1. It appears that two parties fought at a public place, and in the course of the fight, the applicants caused hurt to certain persons. Two cases were started, one under Section 160 of the Indian Penal Code against eleven persons at the instance of the police. The other case was started at the complaint of private parties who received injuries. There were separate trials, as has been already observed, and the applicants were separately convicted as the result of the two trials. In revision No. 470 the judgment was pronounced earlier, for we find in the Magistrate's judgment, in the hurt case, that he refers to his earlier judgment. The two judgments were pronounced on the same day.
2. In revision No. 470 of 1924, which arises out of the charge under Section 160, the only point urged is one of sentence. The sentence passed is one of rather a, heavy fine. So far as Ram Sukh and Brikbhan are concerned, they were fined in the sum of Rs. 100 each. In view of what I am going to say in the other case, I reduce the sentence of fine against each of Ram Sukh and Brikbhan to the sum of Rs. 50 only. The sentence of fine against Ganeshi and Beni will stand. Otherwise revision No. 470 is rejected.
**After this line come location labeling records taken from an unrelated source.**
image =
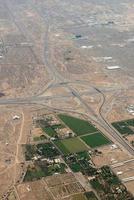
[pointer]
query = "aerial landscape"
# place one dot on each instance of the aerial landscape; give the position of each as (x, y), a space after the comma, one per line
(66, 100)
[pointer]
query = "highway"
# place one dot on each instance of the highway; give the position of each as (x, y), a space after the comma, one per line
(58, 79)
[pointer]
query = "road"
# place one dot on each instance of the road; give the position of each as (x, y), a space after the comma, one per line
(57, 79)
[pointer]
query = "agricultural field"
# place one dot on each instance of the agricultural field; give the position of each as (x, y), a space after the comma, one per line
(108, 186)
(95, 140)
(125, 127)
(78, 126)
(71, 145)
(56, 187)
(45, 150)
(84, 196)
(81, 162)
(41, 169)
(90, 196)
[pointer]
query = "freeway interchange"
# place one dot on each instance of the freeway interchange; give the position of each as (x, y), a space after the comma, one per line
(57, 80)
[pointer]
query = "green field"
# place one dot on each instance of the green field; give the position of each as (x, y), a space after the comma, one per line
(125, 127)
(78, 126)
(72, 145)
(49, 131)
(95, 140)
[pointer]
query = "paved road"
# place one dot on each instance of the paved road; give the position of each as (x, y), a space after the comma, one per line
(57, 78)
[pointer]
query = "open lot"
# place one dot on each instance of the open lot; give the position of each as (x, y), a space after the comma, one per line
(95, 140)
(57, 187)
(78, 126)
(71, 145)
(125, 127)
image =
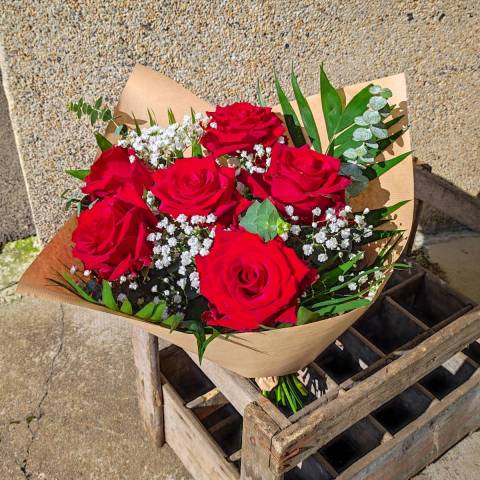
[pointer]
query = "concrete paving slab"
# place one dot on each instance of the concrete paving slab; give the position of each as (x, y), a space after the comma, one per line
(15, 215)
(459, 258)
(83, 416)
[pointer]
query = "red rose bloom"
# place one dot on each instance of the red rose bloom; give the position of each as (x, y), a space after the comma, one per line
(302, 178)
(240, 126)
(249, 283)
(199, 186)
(110, 238)
(113, 172)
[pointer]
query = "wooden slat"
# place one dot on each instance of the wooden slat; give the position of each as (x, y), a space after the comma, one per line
(200, 454)
(447, 198)
(149, 387)
(301, 439)
(425, 439)
(258, 431)
(239, 390)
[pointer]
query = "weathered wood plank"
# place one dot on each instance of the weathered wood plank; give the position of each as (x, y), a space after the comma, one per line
(301, 439)
(425, 439)
(258, 430)
(149, 387)
(197, 450)
(447, 198)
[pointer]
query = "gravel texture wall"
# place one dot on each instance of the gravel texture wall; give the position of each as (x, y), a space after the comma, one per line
(55, 51)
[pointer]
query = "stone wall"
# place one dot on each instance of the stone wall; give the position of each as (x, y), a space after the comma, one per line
(55, 51)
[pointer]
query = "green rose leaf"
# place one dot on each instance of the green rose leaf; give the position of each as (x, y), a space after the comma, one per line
(262, 219)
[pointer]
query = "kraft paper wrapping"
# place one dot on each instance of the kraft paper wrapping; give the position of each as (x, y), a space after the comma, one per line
(253, 354)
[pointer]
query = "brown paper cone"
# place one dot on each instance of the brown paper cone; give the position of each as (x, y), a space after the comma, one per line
(254, 354)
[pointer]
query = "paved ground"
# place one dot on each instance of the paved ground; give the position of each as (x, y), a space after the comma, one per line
(15, 217)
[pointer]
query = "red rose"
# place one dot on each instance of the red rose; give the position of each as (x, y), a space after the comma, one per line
(199, 186)
(113, 172)
(302, 178)
(110, 238)
(240, 126)
(249, 283)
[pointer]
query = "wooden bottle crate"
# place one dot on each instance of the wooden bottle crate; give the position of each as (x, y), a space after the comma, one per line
(386, 399)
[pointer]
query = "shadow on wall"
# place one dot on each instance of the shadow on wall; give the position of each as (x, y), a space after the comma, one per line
(15, 214)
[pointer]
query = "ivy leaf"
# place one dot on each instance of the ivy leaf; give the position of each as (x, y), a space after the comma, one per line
(354, 108)
(80, 174)
(378, 169)
(262, 219)
(304, 316)
(306, 113)
(173, 321)
(77, 288)
(146, 311)
(377, 217)
(291, 119)
(107, 296)
(102, 142)
(331, 104)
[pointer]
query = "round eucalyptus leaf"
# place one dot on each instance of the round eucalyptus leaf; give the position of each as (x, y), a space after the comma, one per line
(371, 117)
(362, 134)
(379, 132)
(377, 103)
(360, 121)
(350, 153)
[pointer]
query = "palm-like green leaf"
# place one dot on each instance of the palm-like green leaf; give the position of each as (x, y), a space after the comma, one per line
(291, 119)
(306, 114)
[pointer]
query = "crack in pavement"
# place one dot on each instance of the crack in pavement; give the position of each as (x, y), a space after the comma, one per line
(38, 413)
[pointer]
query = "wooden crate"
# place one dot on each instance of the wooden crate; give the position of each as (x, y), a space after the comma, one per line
(386, 399)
3. In revision No. 471 of 1924 two points have been raised. First, it has been urged that the judgment of the learned Magistrate being unsigned did not operate as a judgment at all, and, therefore, the conviction should be treated as illegal. The judgment is entirely in the hand-writing of the learned Magistrate. In the circumstances I should agree with the learned Sessions Judge that the irregularity of the judgment not being signed, is covered by Section 537 of the Cr. P. Code. It will be deplorable if after a trial the judgment has to be set aside and a re-trial has to be ordered simply because the learned Magistrate forgot to sign the judgment and date it. The irregularity does not affect the merits of the case, and, therefore, this point fails.
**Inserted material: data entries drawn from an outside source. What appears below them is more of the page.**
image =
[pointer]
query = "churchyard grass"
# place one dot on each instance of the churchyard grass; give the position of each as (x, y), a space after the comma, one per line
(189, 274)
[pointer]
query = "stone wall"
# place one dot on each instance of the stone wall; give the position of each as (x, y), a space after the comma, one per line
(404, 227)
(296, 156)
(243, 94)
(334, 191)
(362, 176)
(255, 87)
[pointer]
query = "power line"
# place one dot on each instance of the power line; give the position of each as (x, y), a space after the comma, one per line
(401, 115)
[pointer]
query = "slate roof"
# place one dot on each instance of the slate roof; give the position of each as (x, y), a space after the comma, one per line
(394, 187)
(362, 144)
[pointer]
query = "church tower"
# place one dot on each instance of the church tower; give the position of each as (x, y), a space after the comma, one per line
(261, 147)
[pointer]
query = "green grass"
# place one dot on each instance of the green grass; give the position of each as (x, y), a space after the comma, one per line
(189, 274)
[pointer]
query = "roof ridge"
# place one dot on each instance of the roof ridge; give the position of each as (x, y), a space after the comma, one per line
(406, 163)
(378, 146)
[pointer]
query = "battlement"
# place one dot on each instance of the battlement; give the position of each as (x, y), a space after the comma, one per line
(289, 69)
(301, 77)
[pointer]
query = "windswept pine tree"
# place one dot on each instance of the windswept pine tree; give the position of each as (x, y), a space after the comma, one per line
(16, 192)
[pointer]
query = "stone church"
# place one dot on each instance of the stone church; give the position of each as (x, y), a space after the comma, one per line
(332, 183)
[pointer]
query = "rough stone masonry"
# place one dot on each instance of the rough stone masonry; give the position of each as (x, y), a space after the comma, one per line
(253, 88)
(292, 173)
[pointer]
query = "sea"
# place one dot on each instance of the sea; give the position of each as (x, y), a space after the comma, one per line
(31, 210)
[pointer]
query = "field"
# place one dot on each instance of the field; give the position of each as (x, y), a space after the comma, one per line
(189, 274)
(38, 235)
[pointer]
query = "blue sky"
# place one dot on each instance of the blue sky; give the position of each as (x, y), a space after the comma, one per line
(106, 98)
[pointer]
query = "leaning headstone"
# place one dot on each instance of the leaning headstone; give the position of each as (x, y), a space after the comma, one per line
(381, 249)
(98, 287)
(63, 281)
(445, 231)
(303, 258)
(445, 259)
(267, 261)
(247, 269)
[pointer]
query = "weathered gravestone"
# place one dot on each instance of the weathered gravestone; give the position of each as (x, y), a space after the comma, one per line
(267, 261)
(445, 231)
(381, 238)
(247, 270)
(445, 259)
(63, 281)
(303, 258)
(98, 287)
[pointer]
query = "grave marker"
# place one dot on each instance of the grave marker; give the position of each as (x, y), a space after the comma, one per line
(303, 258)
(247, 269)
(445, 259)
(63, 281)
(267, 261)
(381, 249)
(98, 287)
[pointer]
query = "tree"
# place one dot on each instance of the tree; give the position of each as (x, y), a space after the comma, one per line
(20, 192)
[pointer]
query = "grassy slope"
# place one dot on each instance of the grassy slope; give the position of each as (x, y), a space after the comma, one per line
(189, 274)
4 The second point urged is somewhat interesting, though, to my mind, not difficult to answer. The argument is that the applicants having once been convicted of the offence of an affray, they could not be again convicted of the offence under Section 323 of the Indian Penal Code, having regard to the provisions of Section 403 of the Criminal Procedure Code. The argument is this. The offence of causing hurt was committed in the course of one and the same transaction, namely fighting in a public place. It is urged that, if the applicants fought in a public place and caused hurt to the complainants, they committed one single act, and although it may be true that their act fell within the purview of two distinct offences under the Indian Penal Code they could be tried for the two offences jointly under Section 235 of the Criminal Procedure Code; and therefore, a conviction for one of the offences should operate as a bar to conviction under the others.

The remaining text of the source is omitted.